The musical doesn’t stop there, though. It adds a third party by way of policemen Schrank (Simon Oakland) and Krupke (William Bramley). As morally corrupted as The Jets as far as what side they hold higher, their brutality and threats do nothing to assuage the violence. If anything, they exacerbate the situation by feeding the flames with a combative mentality that forces these kids to double down on their loyalty to the gang and nobody else. That’s where The Jets and The Sharks find their strength. They look inward. They talk tough. They may even draw blood now and again. But neither can trust the cops—not to help them or leave them alone. And when you can’t trust your supposed protectors, who can you trust besides yourselves?
This truth is why the most enlightened characters amongst them, (Maria and Tony), are doomed despite their optimism. She has just arrived, so she hasn’t become jaded yet. He has been around long enough to know the gang didn’t help him where it mattered. They each see the future with hope rather than fear as a result. They see a way out while the others reinforce the walls keeping them chained to oblivion. Their love isn’t therefore solely based on attraction. A part of them also sees that kindred spirit able to move past petty differences and overblown rivalry. The question is thus whether they can make their friends and families see reason too. They cannot fathom failing because they’re blinded by a dream the others don’t share.

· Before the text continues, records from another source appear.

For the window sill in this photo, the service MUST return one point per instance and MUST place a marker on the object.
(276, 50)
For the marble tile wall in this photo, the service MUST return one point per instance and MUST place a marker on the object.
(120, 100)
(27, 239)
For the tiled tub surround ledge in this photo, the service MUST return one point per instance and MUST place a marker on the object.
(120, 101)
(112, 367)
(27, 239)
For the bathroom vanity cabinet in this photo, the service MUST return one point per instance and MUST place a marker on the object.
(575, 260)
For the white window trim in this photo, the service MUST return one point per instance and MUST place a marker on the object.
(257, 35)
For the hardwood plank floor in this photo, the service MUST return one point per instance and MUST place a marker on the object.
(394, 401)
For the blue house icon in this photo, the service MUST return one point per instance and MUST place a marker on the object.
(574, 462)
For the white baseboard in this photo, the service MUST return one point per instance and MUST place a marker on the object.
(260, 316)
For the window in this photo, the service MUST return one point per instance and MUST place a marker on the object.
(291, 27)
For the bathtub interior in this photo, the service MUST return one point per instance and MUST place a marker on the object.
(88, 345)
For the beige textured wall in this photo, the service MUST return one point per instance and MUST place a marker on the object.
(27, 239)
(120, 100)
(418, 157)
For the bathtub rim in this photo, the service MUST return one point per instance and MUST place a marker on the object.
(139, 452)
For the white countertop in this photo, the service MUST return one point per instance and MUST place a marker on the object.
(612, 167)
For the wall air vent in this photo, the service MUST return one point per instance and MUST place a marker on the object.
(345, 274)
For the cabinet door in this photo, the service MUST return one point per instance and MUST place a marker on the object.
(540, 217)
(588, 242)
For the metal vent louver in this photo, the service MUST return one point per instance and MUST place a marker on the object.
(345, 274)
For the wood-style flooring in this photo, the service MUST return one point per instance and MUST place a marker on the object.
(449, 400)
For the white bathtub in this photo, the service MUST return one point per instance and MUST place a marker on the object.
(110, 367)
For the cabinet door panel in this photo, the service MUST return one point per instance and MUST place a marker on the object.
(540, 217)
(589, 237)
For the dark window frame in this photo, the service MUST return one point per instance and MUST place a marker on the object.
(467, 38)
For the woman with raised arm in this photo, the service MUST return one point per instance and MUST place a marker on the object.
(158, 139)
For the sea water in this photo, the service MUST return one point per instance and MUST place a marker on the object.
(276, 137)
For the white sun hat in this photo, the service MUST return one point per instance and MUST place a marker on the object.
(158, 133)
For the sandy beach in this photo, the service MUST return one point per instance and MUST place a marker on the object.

How can they not become secondary characters to their own story as a result? Everything Maria and Tony do to better themselves and those around them is exploited and cannibalized in ways that put them at risk. The more they attempt to diffuse the hate, the stronger that hate grows. It’s why Moreno and Chakiris won Oscars. They can’t afford that same luxury. These two have no illusions about their place in this world—fair or not—or the risks that come with daring to change their fate. The potential of Maria and Tony’s love mending this rift means needing to also double-down on the rage in anticipation of its failure. The whole becomes a self-fulfilling prophecy. The more you deny hope, the less chance it becomes possible.
That’s why West Side Story endures. Its tragedy takes that which Romeo and Juliet reveals about prejudice and projects it onto a very real social issue that still systemically controls America’s imbalanced machinery. To see someone as an enemy without ever getting to know them is to lose yourself in the process. Bernardo can’t see his sister as a woman in love because he cannot see how a Jet can be loved. The same goes for Riff. He can’t give up and admit defeat because he’s conflated superiority with honor. One domino falls and takes the next until change cements tragedy rather than prevent it. That’s the thing about words. They don’t hurt as much as fists, but they sow enough animosity to guarantee those fists inevitably fly.